Roddy Doyle's THE DEPORTEES. It's not crime fiction (though there is a pretty good story in it about some shoplifting teens) but it's terrific. It's short stories he wrote for a magazine started in Dublin by a couple of Nigerian journalists. The "title track" is a sequel of sorts to THE COMMITMENTS.
And Linwood Barclay's NO TIME FOR GOODBYE, a standalone thriller with some excellent twists and turns.
I'm currently reading something exciting and old - Richard S Prather's OVER HER DEAR BODY featuring the wonderful Shell Scott. It has lines like: "But it was more than just a dance. It was like doing a foxtrot and getting your pants pressed at the same time." Wonderful stuff. On the 'new' front, on my TBR pile are Craig McDonald's HEAD GAMES and Warren Ellis' CROOKED LITTLE VEIN both of which I have heard great things about.
New to me - Asa Larsson's Sun Storm. Wow, it's excellent! I was a little slow to pick it up because I thought "wacko religion, ritualistic murder, eh...." But it's very well written, nicely translated, and fascinating. Great setting in the Finnish-flavored north of Sweden.
I also just picked up a non-fiction book that looks very promising - Defending the Damned: Inside Chicago's Cook County Public Defender's Office by Kevin Davis. I started reading the author's note and even that was quite involving!
LOL - I "bullied / begged / cajoled" Helen into reading that one a couple of MWF's ago - and she was leery as well - Sun Storm's fascinating isn't it - so much to make you think it will be horrible but yet.
For me - the most recent new and interesting was definitely The End of Mr Y by Scarlett Thomas - not as magnificently, fantastically, compelling weird and wonderful as Let the Right One In - but still wonderfully weird and compelling.
The last book I read that didn't let me stop was Ray Banks' DONKEY PUNCH. I preferred the prequel, SATURDAY'S CHILD, because I suppose I'm attracted to more plot-based books. But I love the direction he's heading in and can't wait for the next one. I suppose it's contradictory of me to say so, but he could write about brussel sprouts and cardboard and I'd be riveted.
So you've not read Ray's new one VEG THAT MAKES YOU FART? As you could tell from DONKEY PUNCH, Ray is taking Cal Innes in a more cosy direction and this one's a culinary mystery with Cal opening a fruit and veg shop (called Taking a Leek) in Manchester's Moss Side. In the one after, Cal branches out into crafting and solves the death of a scrapbooker who has been suffocated under piles of multicoloured card. Good stuff. He also acquires a cat called Tibbles. (PS - Ray, don't kill me :o) )
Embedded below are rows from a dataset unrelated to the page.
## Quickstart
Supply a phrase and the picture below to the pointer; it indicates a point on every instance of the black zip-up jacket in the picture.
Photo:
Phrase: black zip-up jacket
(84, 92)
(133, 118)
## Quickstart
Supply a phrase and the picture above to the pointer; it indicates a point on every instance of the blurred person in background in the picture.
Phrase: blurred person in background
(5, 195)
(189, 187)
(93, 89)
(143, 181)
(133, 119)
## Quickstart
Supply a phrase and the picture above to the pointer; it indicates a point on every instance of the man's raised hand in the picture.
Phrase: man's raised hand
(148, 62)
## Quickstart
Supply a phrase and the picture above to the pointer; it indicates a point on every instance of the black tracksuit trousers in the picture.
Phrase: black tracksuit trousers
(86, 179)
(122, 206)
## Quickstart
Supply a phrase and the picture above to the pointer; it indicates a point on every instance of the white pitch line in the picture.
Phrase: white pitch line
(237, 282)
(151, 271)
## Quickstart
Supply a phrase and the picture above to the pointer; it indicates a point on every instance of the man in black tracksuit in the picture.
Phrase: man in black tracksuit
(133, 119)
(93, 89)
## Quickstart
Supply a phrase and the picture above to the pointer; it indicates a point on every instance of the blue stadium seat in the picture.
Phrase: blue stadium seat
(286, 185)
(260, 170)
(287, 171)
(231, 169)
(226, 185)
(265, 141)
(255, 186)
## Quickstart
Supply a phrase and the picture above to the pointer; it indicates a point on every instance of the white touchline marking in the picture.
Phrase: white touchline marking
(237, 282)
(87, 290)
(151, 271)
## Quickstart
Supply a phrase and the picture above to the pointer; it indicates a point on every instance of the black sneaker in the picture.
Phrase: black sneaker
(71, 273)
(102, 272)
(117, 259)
Scrapbooking is just horrible. It's about time that the governments of the world unite in fighting this social menace. It's tearing kid's lives apart at the seams, melting the glue that binds us all. I see them lying on the street, flattened beyond recognition, in alleys behind stationery shops, pasted up against cubicle doors in the toilets in large shopping centres dedicated to crafts and hobbies. It's just horrible.